Opening here this weekend:
The Post--Steven Spielberg's latest is, in a sense, a prequel to All the President's Men. Scripted by Liz Hannah and Josh Singer, it dramatizes the Washington Post's handling of the Pentagon Papers story in 1971, in the face of the threat of legal action by the White House. Not that it's topically relevant or anything.
The revelations in the DOD documents sneaked out by Daniel Ellsberg had already broken in the New York Times but were stopped by a federal injunction after only the first few articles had run there. Ellsberg then gave the documents to the Post, among other media outlets, and editor Ben Bradlee and publisher Katherine Graham were put in the position of deciding whether to defy the injunction.
The result, at least according to this movie, had a lot to do with putting the Post on the map as a national rather than a local paper. In other words, the story did more for the Post than the Post did for the story, and the movie could be criticized for being off-center: A journalist I know said he liked the film but thought it could more justly have been called The Times.
Maybe so, but the specific content of the Pentagon Papers case isn't really the dramatic meat and potatoes here. It's true that, as he did in Lincoln, Spielberg opens The Post with a brief but scary battle scene, to remind us that this isn't a civics class; these decisions have real-world consequences. Still, at some level this could be about any hot-potato exposé. Spielberg and the screenwriters boil the drama down to the choice of whether to run the story, not over doubt in its accuracy but under pressure from government bullying.
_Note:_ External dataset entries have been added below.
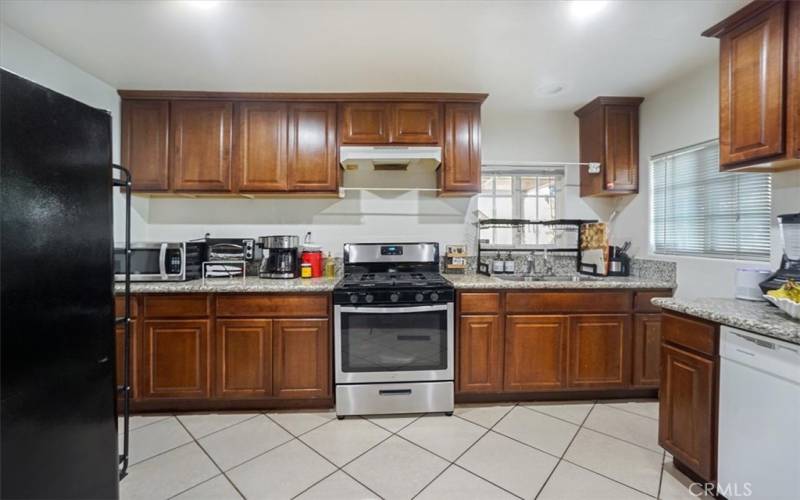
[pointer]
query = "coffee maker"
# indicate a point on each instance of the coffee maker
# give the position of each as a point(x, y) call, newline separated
point(280, 257)
point(790, 261)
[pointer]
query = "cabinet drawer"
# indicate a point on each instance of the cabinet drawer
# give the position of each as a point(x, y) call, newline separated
point(641, 301)
point(479, 303)
point(278, 306)
point(569, 302)
point(119, 306)
point(176, 306)
point(690, 333)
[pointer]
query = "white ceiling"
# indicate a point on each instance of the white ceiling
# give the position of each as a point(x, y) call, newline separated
point(508, 49)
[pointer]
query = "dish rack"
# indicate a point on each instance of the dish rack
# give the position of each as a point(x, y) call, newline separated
point(567, 237)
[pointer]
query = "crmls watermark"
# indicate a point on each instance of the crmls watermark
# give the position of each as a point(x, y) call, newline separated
point(730, 490)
This is, admittedly, more superficial than All the President's Men, with its detailed unraveling of the implications of the Watergate case, and of the tiny clues and pitfalls that can make or break an investigative piece. But on its simpler level, The Post is exhilarating journo-porn, shot in newsprint tones by Janusz Kaminski and peopled with a fine pack of veteran character players, from David Cross to Tracy Letts to Carrie Coon to Michael Stuhlbarg to Bradley Whitford to Michael Rhys as the haunted Ellsberg to Bruce Greenwood as the even more haunted Robert McNamara. I think my favorite of the supporting ensemble, however, was Bob Odenkirk as a perpetually downcast Ben Bagdikian.
As Bradlee, Tom Hanks is unlikely to displace the classic turn by Jason Robards in ATPM, but he's steady and amusing as ever. All are overshadowed, however, by the star turn of Meryl Streep as Katherine Graham. Her attempt to rise to the ethical dilemma and potential legal jeopardy in which she has improbably found herself is touching, and its resolution is thrilling.